Wild bird can’t return to the wild
March 26, 2007
SILT ” A bird now sheltered near Silt has known celebrity status and human love, but has yet to know itself.
It may be too late for that ever to happen, which suggests a not-so-happy ending in store for the animal now widely known as Baby the crane.
The problem is that the crane doesn’t know it’s a crane and thinks it’s a human. That may make it impossible for it ever to be released into the wild.
It reportedly had been raised by a ranch hand in Nucla in southwestern Colorado after a dog killed and chased off other members of its family. After the man was diagnosed with terminal cancer, he asked friends to set the bird free among other cranes.
Those efforts failed, according to several stories by the Denver Post chronicling the crane’s misadventures. When released among cranes migrating through western Colorado it defied the assertion that birds of a feather flock together. It was frightened by other cranes and uninterested in them, and sought out human company.
Some Audubon Society members took in the bird and quickly grew to love it. Eventually, however, Silt wildlife rehabilitator Nanci Limbach was contacted.
The crane was delivered to Limbach’s rehabilitation center last week. It sits alone in a room of a pre-1900 log homestead that has been converted to an animal pen.
In a space warmed and brightened by a heat lamp hanging overhead, it welcomes Limbach with “ack, ack,” loving the company but being all too comfortable around people. A bird that should be at home among a crowd of cranes, it made no fuss Friday despite being joined in its pen by Limbach and two journalists.
“It’s sort of just weird to me that we can even be in here with him. He ought to be bouncing off the walls,” Limbach said.
Instead, about all the redheaded crane did was occasionally flap its wings, and more occasionally take an interest in pecking at the boots and blue jeans of a photographer. Cranes also will peck to defend their territory.
“He’s basically doing everything that comes naturally to sandhills,” Limbach said.
The crane’s actions showed why it wouldn’t be wise to let the crane continue to hang around humans. Limbach can just imagine a child getting too close and having its eyes pecked by the crane’s sharp beak.
Limbach doesn’t fault the crane. The problem stems from people raising wildlife as pets.
Limbach and Colorado Division of Wildlife officials see the same thing a lot, especially with baby deer and elk. People come across fawns or calves when they’re alone and assume they’re orphaned and “rescue” them.
“Really Mom’s just off getting a lunch somewhere. When she comes back they’re nowhere to be found,” said Steve Yamashita, assistant manager of the Division of Wildlife’s Northwest Region.
Most of the young deer and elk Limbach ends up working with were “abducted” by humans, as she puts it. Last week, she dealt with a young deer that had become habituated to humans in the New Castle area. It was too habituated, as it turned out; and as it grew it started to pose a danger. On Friday Limbach handed the animal over to be transported to a Division of Wildlife research facility.

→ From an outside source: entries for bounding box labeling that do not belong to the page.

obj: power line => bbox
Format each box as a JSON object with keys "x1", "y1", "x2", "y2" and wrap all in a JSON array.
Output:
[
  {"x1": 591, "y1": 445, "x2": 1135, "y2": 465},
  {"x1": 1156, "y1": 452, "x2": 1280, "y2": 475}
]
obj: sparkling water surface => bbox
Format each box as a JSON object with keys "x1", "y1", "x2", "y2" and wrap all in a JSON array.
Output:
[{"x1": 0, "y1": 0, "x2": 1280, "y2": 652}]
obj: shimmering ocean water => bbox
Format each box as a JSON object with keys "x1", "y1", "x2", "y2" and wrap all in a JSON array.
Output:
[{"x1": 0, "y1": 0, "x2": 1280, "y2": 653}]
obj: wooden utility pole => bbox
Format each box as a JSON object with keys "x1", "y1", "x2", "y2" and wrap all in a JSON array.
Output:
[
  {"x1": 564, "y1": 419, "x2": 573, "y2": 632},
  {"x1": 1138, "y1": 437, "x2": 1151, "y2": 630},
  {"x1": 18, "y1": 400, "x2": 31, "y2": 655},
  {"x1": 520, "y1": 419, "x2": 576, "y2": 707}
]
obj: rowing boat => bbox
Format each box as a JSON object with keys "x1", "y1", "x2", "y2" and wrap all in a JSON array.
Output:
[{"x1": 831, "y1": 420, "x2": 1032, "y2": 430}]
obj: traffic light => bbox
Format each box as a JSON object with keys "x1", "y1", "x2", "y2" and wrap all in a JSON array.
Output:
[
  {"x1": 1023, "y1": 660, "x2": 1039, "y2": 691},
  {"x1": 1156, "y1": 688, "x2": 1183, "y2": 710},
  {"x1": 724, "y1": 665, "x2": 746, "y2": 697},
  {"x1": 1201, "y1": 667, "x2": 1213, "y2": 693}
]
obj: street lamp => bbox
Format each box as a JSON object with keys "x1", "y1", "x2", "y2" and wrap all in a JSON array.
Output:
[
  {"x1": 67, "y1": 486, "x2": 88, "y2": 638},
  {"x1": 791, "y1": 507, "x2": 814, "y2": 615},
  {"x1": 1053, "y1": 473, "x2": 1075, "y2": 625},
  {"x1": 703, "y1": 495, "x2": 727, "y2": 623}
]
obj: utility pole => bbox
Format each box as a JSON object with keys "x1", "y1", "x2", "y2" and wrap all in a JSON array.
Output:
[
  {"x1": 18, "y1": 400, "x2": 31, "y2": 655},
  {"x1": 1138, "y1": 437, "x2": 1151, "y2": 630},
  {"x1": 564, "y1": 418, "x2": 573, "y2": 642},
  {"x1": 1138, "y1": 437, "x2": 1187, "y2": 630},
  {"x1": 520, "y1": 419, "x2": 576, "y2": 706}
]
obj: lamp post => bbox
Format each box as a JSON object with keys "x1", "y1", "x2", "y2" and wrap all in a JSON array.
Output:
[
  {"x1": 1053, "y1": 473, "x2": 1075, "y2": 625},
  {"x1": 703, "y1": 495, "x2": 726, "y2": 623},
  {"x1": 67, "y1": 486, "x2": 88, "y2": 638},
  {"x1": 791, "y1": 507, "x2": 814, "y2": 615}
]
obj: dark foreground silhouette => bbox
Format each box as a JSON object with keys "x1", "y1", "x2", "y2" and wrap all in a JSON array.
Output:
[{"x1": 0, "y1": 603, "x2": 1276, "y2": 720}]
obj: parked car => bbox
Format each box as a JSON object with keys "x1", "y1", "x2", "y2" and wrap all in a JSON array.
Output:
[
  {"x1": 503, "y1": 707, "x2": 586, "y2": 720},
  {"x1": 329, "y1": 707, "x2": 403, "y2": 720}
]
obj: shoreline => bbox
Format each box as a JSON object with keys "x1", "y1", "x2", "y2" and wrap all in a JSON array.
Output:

She may be caring for the crane for as little as a week, or possibly several. It’s undergoing a quarantine at her center. The sincere but misguided efforts to reintroduce it to its own kind exposed it to disease.
It’s also being tested to determine its gender. Limbach would love to know if it’s a greater or lesser sandhill crane, but said there may be no way to find out. At about 3 years old, it seems too small to be the more common greater crane. But it’s also possible it’s malnourished because it has been living off human provisions such as cat food.
The birds are omnivores. Limbach fed the crane some mussels Friday. “I don’t have any frogs around and they like that,” she said.
Limbach playfully tussled with it as it pecked at her. She won’t go so far as to call it “Baby,” though. Naming animals at a rehabilitation center suggests they are pets rather than wildlife.
Limbach doesn’t think the crane ever can return to the wild. She said it has become too imprinted on humans and their behavior. Even if it ever migrated with cranes, it later would seek out its old home in Nucla, she said.
The crane could end up in some kind of education center or zoo, after Limbach gets federal approval based on the argument that rehabilitation is out of the question.
“Hopefully by people coming to see him he’ll be happy, seeing two-legged people running around,” she said. “At this point he’s going to have to be an ambassador to why people shouldn’t take in wild pets, because he has no idea what he is.”
Limbach doesn’t see a particularly pleasant future ahead for the crane. She heard from someone last week who wanted to write a book on “The Wonderful Life of Baby.”
“I said, ‘It’s not a wonderful life being stuck in captivity for the rest of its life,” she said. “No matter where he ends up it’s going to be tough.”
Yamashita said euthanasia also is a possibility in such cases.
“It’s always one of the options. It’s the last option. We don’t want to do that,” he said.
For the time being, the crane will remain in Limbach’s care, awaiting a decision on its fate. Meanwhile, Limbach has a thought about a short-term solution to its loneliness.
“I’ve got a chicken that doesn’t know it’s a chicken either,” she said. “Maybe they can be together for a while.”